I have a app that has a Frontend that uses javascript and a backend that uses python. I want to have a user allow my app permissions to read their email inbox.
To do so, the JS FE has a Sign In button that requests "Mail.Read" permissions and gets an accessToken. I want to store that accessToken in my backend, and when the time is needed i want to refresh the token and access the email again (I have a task in my backend that reads the subjects of emails and displays to the user if certain conditions are met).

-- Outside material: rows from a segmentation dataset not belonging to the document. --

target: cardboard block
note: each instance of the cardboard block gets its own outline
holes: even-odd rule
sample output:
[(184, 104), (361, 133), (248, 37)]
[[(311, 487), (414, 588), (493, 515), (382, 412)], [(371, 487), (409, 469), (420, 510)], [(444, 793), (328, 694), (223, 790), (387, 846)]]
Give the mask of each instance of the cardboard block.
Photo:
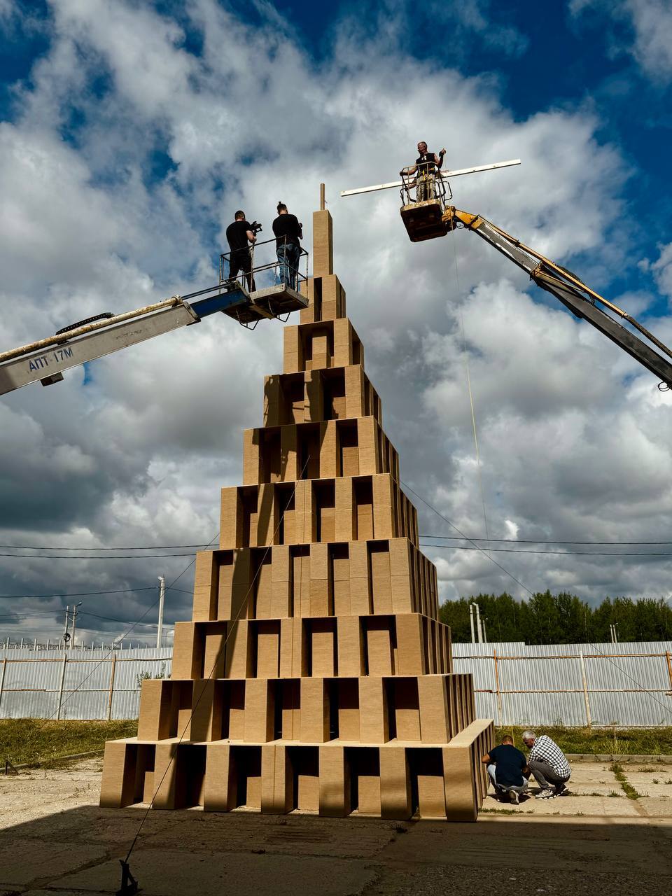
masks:
[(138, 719), (140, 740), (164, 740), (170, 737), (167, 691), (171, 684), (159, 678), (147, 678), (142, 682)]
[(418, 613), (394, 617), (397, 629), (398, 675), (425, 675), (422, 616)]
[(313, 212), (313, 276), (333, 273), (333, 223), (328, 211)]
[[(251, 678), (252, 651), (249, 637), (249, 622), (240, 619), (230, 624), (231, 633), (227, 641), (225, 677)], [(176, 630), (177, 625), (176, 625)], [(175, 663), (175, 660), (173, 660)]]
[(316, 542), (310, 546), (310, 578), (329, 578), (329, 545)]
[[(250, 681), (251, 679), (247, 679)], [(245, 738), (245, 692), (246, 681), (228, 681), (226, 683), (225, 706), (222, 715), (226, 714), (228, 730), (226, 737), (229, 740), (243, 740)], [(225, 725), (222, 723), (222, 729)]]
[(351, 612), (350, 582), (337, 580), (333, 583), (333, 615), (349, 616)]
[(390, 579), (392, 587), (392, 612), (415, 613), (418, 607), (414, 606), (412, 583), (409, 575), (392, 575)]
[(284, 815), (291, 809), (291, 769), (284, 746), (262, 747), (261, 809), (270, 814)]
[(234, 808), (231, 791), (235, 790), (235, 782), (231, 781), (230, 750), (228, 744), (209, 744), (207, 746), (203, 784), (205, 812), (228, 812)]
[(311, 672), (314, 676), (337, 675), (336, 626), (333, 619), (311, 619)]
[(336, 505), (334, 538), (338, 541), (350, 541), (355, 534), (352, 479), (336, 479), (334, 504)]
[(418, 676), (418, 694), (423, 744), (447, 744), (452, 732), (445, 676), (443, 675)]
[(202, 669), (202, 643), (197, 638), (196, 625), (177, 622), (173, 639), (171, 678), (198, 678)]
[(333, 616), (332, 590), (329, 579), (317, 579), (311, 582), (310, 616)]
[(346, 366), (345, 416), (347, 418), (364, 416), (364, 370), (358, 364)]
[(220, 512), (220, 547), (237, 547), (242, 544), (243, 517), (237, 486), (221, 490)]
[(293, 374), (303, 369), (303, 349), (297, 326), (282, 328), (283, 364), (282, 372)]
[(403, 746), (380, 748), (381, 818), (410, 818), (410, 776)]
[(320, 478), (333, 478), (339, 472), (336, 421), (326, 420), (320, 424)]
[(105, 745), (99, 805), (108, 809), (131, 806), (135, 799), (135, 757), (138, 747), (125, 740)]
[(350, 812), (349, 778), (342, 746), (320, 746), (320, 814), (342, 818)]
[(262, 431), (259, 429), (243, 430), (243, 485), (255, 486), (260, 481), (260, 452), (259, 443)]
[(219, 564), (214, 551), (196, 554), (194, 577), (194, 622), (217, 617), (217, 579)]
[(445, 788), (442, 775), (418, 775), (420, 818), (445, 818)]
[(277, 678), (280, 675), (280, 634), (278, 620), (256, 623), (256, 675), (258, 678)]
[(329, 329), (327, 327), (314, 327), (308, 335), (313, 349), (312, 370), (323, 370), (332, 366), (329, 335)]
[[(363, 678), (338, 678), (335, 682), (339, 740), (361, 740), (359, 682), (364, 680)], [(367, 711), (365, 708), (366, 711)]]
[(179, 807), (177, 743), (157, 744), (154, 753), (154, 809)]
[(366, 620), (368, 675), (394, 675), (390, 616), (369, 616)]
[(203, 677), (223, 678), (226, 668), (227, 627), (230, 623), (203, 623)]
[(390, 538), (391, 575), (410, 575), (410, 551), (408, 538)]
[(292, 583), (273, 582), (271, 583), (271, 616), (278, 619), (289, 616), (292, 612)]
[[(455, 738), (453, 738), (454, 740)], [(451, 822), (475, 822), (478, 815), (476, 769), (469, 745), (444, 746), (444, 785), (446, 815)]]
[(300, 740), (323, 744), (329, 739), (326, 683), (323, 678), (302, 678)]
[(368, 579), (350, 579), (349, 586), (350, 613), (367, 616), (371, 612), (371, 587)]
[(358, 677), (364, 668), (364, 639), (359, 616), (338, 616), (339, 675)]
[(420, 711), (418, 678), (394, 678), (390, 684), (394, 694), (394, 721), (397, 740), (419, 741)]
[(366, 541), (352, 541), (349, 545), (350, 580), (368, 578), (368, 552)]
[[(298, 478), (297, 463), (297, 426), (290, 424), (280, 429), (280, 481), (294, 482)], [(284, 506), (280, 508), (282, 510)]]
[(324, 419), (324, 383), (319, 370), (309, 370), (304, 375), (307, 420)]
[(271, 545), (277, 529), (275, 507), (275, 487), (272, 483), (263, 483), (259, 486), (257, 504), (256, 543), (257, 545)]
[[(211, 678), (200, 678), (194, 682), (192, 698), (192, 719), (189, 740), (210, 741), (213, 739), (213, 729), (216, 722), (215, 685)], [(182, 734), (177, 732), (177, 737)]]
[(248, 678), (245, 685), (245, 739), (273, 740), (274, 702), (267, 678)]
[(376, 538), (396, 535), (393, 519), (392, 479), (389, 473), (372, 477), (374, 488), (374, 534)]
[[(384, 744), (390, 739), (387, 692), (383, 678), (359, 678), (359, 740), (362, 744)], [(399, 736), (398, 736), (399, 737)], [(360, 807), (361, 809), (361, 807)]]

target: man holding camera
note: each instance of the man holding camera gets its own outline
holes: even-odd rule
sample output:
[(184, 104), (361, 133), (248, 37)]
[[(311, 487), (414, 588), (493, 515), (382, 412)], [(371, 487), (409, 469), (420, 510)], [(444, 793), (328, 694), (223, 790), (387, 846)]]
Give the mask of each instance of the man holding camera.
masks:
[[(419, 155), (416, 159), (415, 165), (412, 168), (404, 168), (399, 173), (402, 177), (404, 174), (414, 175), (416, 172), (418, 173), (416, 202), (423, 202), (427, 199), (434, 199), (435, 197), (434, 185), (436, 178), (436, 172), (441, 170), (441, 167), (444, 164), (445, 150), (442, 150), (438, 155), (435, 152), (427, 152), (427, 144), (424, 140), (421, 140), (418, 144), (418, 151)], [(439, 177), (441, 177), (440, 174)]]
[(303, 225), (296, 215), (288, 214), (284, 202), (278, 202), (278, 217), (273, 221), (275, 251), (280, 262), (281, 283), (287, 283), (290, 289), (297, 289), (298, 259), (301, 255)]
[(256, 228), (261, 227), (250, 224), (246, 220), (245, 211), (237, 211), (233, 224), (227, 228), (227, 241), (230, 253), (228, 255), (228, 280), (236, 280), (238, 271), (242, 271), (247, 280), (250, 292), (254, 291), (254, 278), (252, 273), (252, 246), (256, 243)]

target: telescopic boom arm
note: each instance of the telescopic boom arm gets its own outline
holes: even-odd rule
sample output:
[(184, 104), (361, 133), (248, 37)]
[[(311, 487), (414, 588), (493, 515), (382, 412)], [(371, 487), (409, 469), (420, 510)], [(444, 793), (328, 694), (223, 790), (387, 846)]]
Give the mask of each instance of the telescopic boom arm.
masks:
[(538, 252), (524, 246), (520, 240), (486, 220), (485, 218), (481, 218), (480, 215), (473, 215), (469, 211), (461, 211), (454, 206), (449, 206), (444, 219), (451, 230), (463, 227), (478, 234), (481, 239), (485, 239), (487, 243), (501, 252), (519, 268), (527, 271), (537, 286), (551, 293), (573, 314), (588, 321), (612, 342), (616, 342), (624, 351), (626, 351), (635, 361), (639, 361), (641, 365), (659, 376), (664, 384), (661, 384), (659, 388), (672, 389), (672, 363), (654, 351), (650, 346), (617, 321), (615, 321), (601, 308), (599, 308), (596, 303), (604, 306), (622, 320), (630, 323), (659, 349), (664, 355), (672, 358), (672, 351), (668, 346), (656, 339), (653, 333), (649, 332), (626, 312), (594, 292), (571, 271), (565, 271), (564, 268), (549, 261)]

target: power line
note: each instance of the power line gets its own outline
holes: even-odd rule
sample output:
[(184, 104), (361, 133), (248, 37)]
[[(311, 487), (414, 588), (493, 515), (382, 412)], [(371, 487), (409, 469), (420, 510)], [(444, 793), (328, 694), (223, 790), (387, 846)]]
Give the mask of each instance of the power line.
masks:
[[(401, 479), (400, 479), (400, 482), (401, 482)], [(527, 585), (523, 585), (523, 583), (522, 583), (522, 582), (521, 582), (520, 581), (520, 579), (516, 579), (516, 577), (515, 577), (515, 576), (513, 575), (513, 573), (510, 573), (510, 572), (509, 572), (509, 571), (508, 571), (507, 569), (504, 569), (504, 566), (502, 565), (502, 564), (500, 564), (500, 563), (497, 563), (497, 561), (496, 561), (496, 560), (495, 560), (495, 559), (494, 559), (494, 557), (491, 557), (491, 556), (489, 556), (488, 554), (487, 554), (487, 553), (486, 553), (486, 551), (485, 551), (485, 550), (484, 550), (484, 549), (483, 549), (482, 547), (478, 547), (478, 545), (477, 545), (477, 544), (476, 544), (476, 542), (474, 541), (474, 539), (473, 539), (473, 538), (469, 538), (469, 536), (467, 536), (467, 535), (465, 535), (465, 534), (464, 534), (464, 532), (461, 532), (461, 530), (459, 530), (458, 528), (457, 528), (457, 526), (456, 526), (456, 525), (454, 524), (454, 522), (451, 522), (451, 521), (450, 521), (450, 520), (448, 519), (448, 517), (447, 517), (447, 516), (444, 516), (444, 514), (443, 514), (443, 513), (441, 513), (440, 511), (436, 510), (436, 508), (435, 508), (435, 507), (434, 507), (434, 506), (433, 506), (432, 504), (430, 504), (428, 501), (426, 501), (426, 500), (425, 500), (425, 498), (423, 498), (423, 497), (422, 497), (421, 495), (419, 495), (418, 494), (418, 492), (414, 491), (414, 490), (413, 490), (413, 489), (412, 489), (412, 488), (410, 487), (410, 486), (407, 485), (407, 484), (406, 484), (405, 482), (401, 482), (401, 485), (402, 485), (402, 486), (404, 487), (404, 488), (408, 488), (409, 492), (411, 492), (411, 493), (412, 493), (413, 495), (415, 495), (415, 496), (416, 496), (416, 497), (417, 497), (417, 498), (418, 498), (418, 500), (422, 501), (422, 503), (423, 503), (424, 504), (426, 504), (426, 506), (427, 506), (427, 507), (428, 507), (428, 508), (429, 508), (429, 509), (430, 509), (431, 511), (434, 511), (434, 513), (435, 513), (435, 514), (436, 514), (437, 516), (441, 517), (441, 519), (442, 519), (442, 520), (444, 521), (444, 522), (447, 522), (447, 523), (448, 523), (448, 525), (449, 525), (449, 526), (450, 526), (450, 527), (451, 527), (452, 529), (454, 529), (454, 530), (455, 530), (455, 531), (456, 531), (456, 532), (458, 532), (458, 533), (459, 533), (459, 534), (460, 534), (460, 535), (461, 536), (461, 538), (463, 538), (465, 539), (465, 541), (470, 541), (470, 542), (471, 542), (471, 544), (472, 544), (472, 545), (474, 546), (474, 548), (475, 548), (475, 550), (478, 550), (478, 551), (480, 551), (480, 552), (481, 552), (481, 554), (483, 555), (483, 556), (485, 556), (485, 557), (486, 557), (486, 558), (487, 558), (487, 560), (489, 560), (489, 561), (490, 561), (490, 563), (494, 563), (494, 564), (495, 564), (495, 566), (496, 566), (496, 567), (497, 567), (498, 569), (501, 569), (501, 570), (502, 570), (502, 572), (503, 572), (503, 573), (505, 573), (506, 575), (508, 575), (508, 577), (509, 577), (510, 579), (513, 579), (513, 582), (515, 582), (515, 583), (516, 583), (517, 585), (520, 585), (520, 586), (521, 586), (521, 588), (522, 588), (522, 589), (523, 589), (524, 590), (526, 590), (526, 591), (528, 592), (528, 594), (531, 594), (532, 596), (534, 596), (534, 591), (533, 591), (533, 590), (532, 590), (531, 589), (528, 588), (528, 586), (527, 586)], [(436, 547), (438, 547), (438, 546), (436, 546)]]
[(420, 533), (421, 538), (439, 538), (442, 541), (456, 541), (461, 538), (468, 541), (500, 541), (514, 545), (672, 545), (672, 541), (543, 541), (541, 538), (480, 538), (474, 536), (468, 538), (460, 535), (431, 535), (428, 532)]
[[(468, 545), (432, 545), (427, 542), (421, 542), (420, 547), (441, 547), (449, 551), (482, 551), (482, 547), (478, 546), (471, 547)], [(669, 557), (672, 551), (655, 551), (648, 553), (645, 551), (538, 551), (538, 550), (516, 550), (515, 547), (488, 547), (488, 551), (495, 554), (555, 554), (558, 556), (583, 556), (583, 557)]]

How can I accomplish this?
Javascript FE Side:
const msalInstance = new PublicClientApplication(msalConfig);
const loginPopup = async () => {
try {
const loginResponse = await msalInstance.loginPopup(
msalConfig.tokenRequest
);
props.onSuccess(loginResponse); // This sends the response to the server
console.log("loginResponse", loginResponse);
} catch (err) {
console.error(err);
props.onFailure(err);
}
};
Python BE:
authorization_data = j["data"]
try:
f = open(consts.O365_OAUTH_CREDS_PATH)
creds_data = json.load(f)
f.close()
except:
raise FileNotFoundError(
"Could not open file. Make sure that it exists."
)
app = ConfidentialClientApplication(
client_id=creds_data["auth"]["client_id"],
client_credential=creds_data["auth"]["client_secret"],
authority=f'{creds_data["auth"]["authority_base_uri"]}{authorization_data["tenantId"]}',
)
I was eventually able to solve this using an On-Behalf-Of flow.
The FE app creates a token that is passed to the BE, that creates a new token to the relevant endpoint.
The BE creates the new token, and the refresh token, and stores that in the DB. Every time the token needs to be refreshed we use the BE token.